In Calcutta, even neighbourhood joints are serving biryani these days, as are the different multi-cuisine mumbo jumbos. Obviously there is no reason to take them seriously. The headquarter of the city's biryani craft is the Muslim-dominated Park Circus-Mallick Bazaar area in South Calcutta. It houses several restaurants that serve quality biryani. The more famous ones are Shiraz and Rahmania in Mallick Bazaar, Zeeshan and Arsalan in Park Circus. Among these, Shiraz and Rahmania are really by-gone glories. Arsalan is the best among these joints. For some time now, the Arsalan biryani is among the best in the city. The suppleness of the meat, the aroma of the rice and the brilliant kabab accompaniments will surely make anybody's day. No wonder it has three outlets between Park Circus 7-Points Crossing and Park Street and more in other areas.



Further south, there are a couple of good joints around the Gariahat-Golpark area. The older ones, Hatari and Bedouin serve standard quality biryani. But two new joints are grabbing the limelight these days. One is Ta'aam, right next to Priya Cinema on Rashbihari Avenue. The other is Southern Aminia right next to Mouchak at Golpark (this one being named after the leading biryani joint of the past -- Aminia -- in the Esplanade area). Ta'aam may be a tad more expensive than the other places, but they make it more than worth your money. Also, the prices of biryani has increased quite a lot over the past 6/7 years. But in terms of the quality of meat, the subtlety of the taste and the aroma of the dish, these two places will leave you starstruck. If you are wondering when or where the hell these cropped up from, you are backdated buddy. You may call them upstarts, but I am telling you, the best biryani of the city is rolling out of their kitchens even as we speak.

Ta'aam

Some of the more upscale restaurants of the city, like Flame and Grill, Sigree and Barbeque Nation, also serve very good biryani. Much of their biryani is genuinely delicious, and the flavours are quite light and subtle. But for me, the unlimited tide of kababs that these places serve in the beginning of the buffet always spoils the biryani fun. By the time one reaches the biryani one is already struggling to make space in one's stomach by reshuffling the hurriedly gobbled kababs. In any case, the high price of the buffet means that for the average food-enthusiast, it can't be the everyday option.


Barring the Dhakai kachchi biryani, all this while we have been talking about mutton biryani (who eats chicken biryani anyway?).

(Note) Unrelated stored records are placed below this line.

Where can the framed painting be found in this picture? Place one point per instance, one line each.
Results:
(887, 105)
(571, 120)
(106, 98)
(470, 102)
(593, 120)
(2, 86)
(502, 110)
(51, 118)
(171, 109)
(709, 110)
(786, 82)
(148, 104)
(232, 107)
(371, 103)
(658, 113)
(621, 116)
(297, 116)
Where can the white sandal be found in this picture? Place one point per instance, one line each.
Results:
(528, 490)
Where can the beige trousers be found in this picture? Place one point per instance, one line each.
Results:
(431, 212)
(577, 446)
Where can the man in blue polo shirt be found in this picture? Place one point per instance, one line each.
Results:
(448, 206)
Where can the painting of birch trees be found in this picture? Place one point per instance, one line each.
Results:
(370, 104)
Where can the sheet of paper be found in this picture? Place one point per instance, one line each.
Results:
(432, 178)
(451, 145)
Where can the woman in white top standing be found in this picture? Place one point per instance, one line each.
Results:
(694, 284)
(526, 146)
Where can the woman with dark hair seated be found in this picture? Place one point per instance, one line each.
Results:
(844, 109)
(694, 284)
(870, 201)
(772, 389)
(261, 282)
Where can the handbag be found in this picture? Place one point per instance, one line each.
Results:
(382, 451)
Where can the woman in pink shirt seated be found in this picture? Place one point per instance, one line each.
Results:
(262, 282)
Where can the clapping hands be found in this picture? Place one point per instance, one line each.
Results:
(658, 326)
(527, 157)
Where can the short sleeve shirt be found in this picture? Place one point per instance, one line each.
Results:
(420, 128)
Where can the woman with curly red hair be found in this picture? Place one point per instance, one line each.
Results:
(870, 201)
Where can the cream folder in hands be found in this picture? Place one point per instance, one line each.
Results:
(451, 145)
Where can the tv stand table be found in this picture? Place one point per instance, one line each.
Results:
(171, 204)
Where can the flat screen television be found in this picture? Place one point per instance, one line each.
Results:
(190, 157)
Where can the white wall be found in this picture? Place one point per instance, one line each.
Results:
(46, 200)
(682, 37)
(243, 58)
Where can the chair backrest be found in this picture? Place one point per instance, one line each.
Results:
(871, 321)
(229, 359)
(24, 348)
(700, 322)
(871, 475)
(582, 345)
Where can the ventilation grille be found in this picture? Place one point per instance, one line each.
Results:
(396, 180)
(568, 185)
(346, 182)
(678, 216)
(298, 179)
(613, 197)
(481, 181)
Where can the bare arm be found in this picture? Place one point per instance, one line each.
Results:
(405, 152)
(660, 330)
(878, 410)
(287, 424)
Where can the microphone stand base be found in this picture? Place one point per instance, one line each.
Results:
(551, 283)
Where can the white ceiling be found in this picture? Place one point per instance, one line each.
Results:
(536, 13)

Beef biryani is considerably rare in Calcutta, although one gets it at the small Muslim-owned joints around the Park Circus area, like Nafeel or al-Habib. To be honest, they are not very good. However, the bloody best biryani I have ever had is in fact outside the city proper. It's on the railway station premises of Baruipur, a half-an-hour train ride from Sealdah. The place, called Asma, serves the most delicious beef biryani and beef chaanp in the world. You can't even begin to imagine how delicious it is, so don't waste your time. The rice is nothing extraordinary; in fact one may argue that Ta'am or Southern Aminia's rice is better. But their beef is the softest biryani meat I have ever had. The supple, succulent and tender beef is so good that it will make you want to sleep with it. The aroma of the beef spices up the entire rice and makes you want to brave the crowded trains of the Sealdah-Baruipur route day and night. If possible, catch a train and see for yourself what you have been missing on.


Recently the Calcutta biryani has also taken the national capital by storm. The Kolkata Biryani House at the Market 1 in CR Park, with its assortments of biryani, chaanp and rezala, is already a rage in the Bengali circles of South Delhi. Word in the street is that the research output of budding Bengali social scientists of the nearby Jawaharlal Nehru University has increased manifold since the opening of the joint.

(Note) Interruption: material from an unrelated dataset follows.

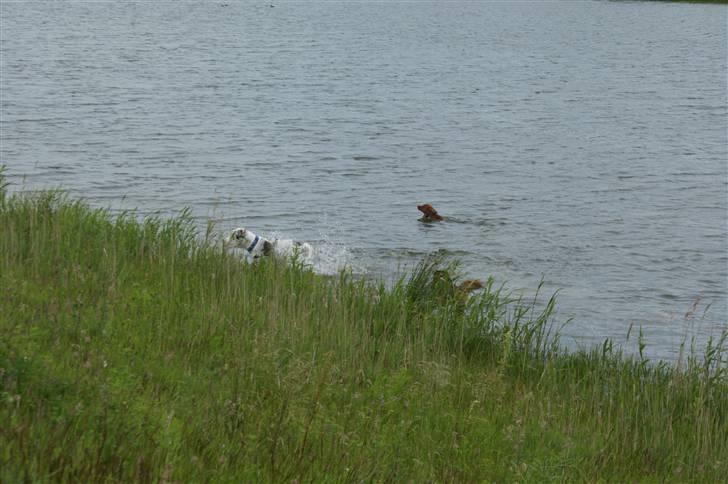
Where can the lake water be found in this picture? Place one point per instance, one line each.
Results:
(579, 142)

One needs to acknowledge that given all the diversities of biryani traditions in South Asia (obviously not including the various pseudo-biryani traditions of the north and the south), there are rival claims to culinary greatness. Against this backdrop, we can either be tolerant and stupid and say that 'to each her own', or we can be brutal and truthful and admit that the Calcutta biryani is the greatest of all Mughal biryanis. The choice is yours.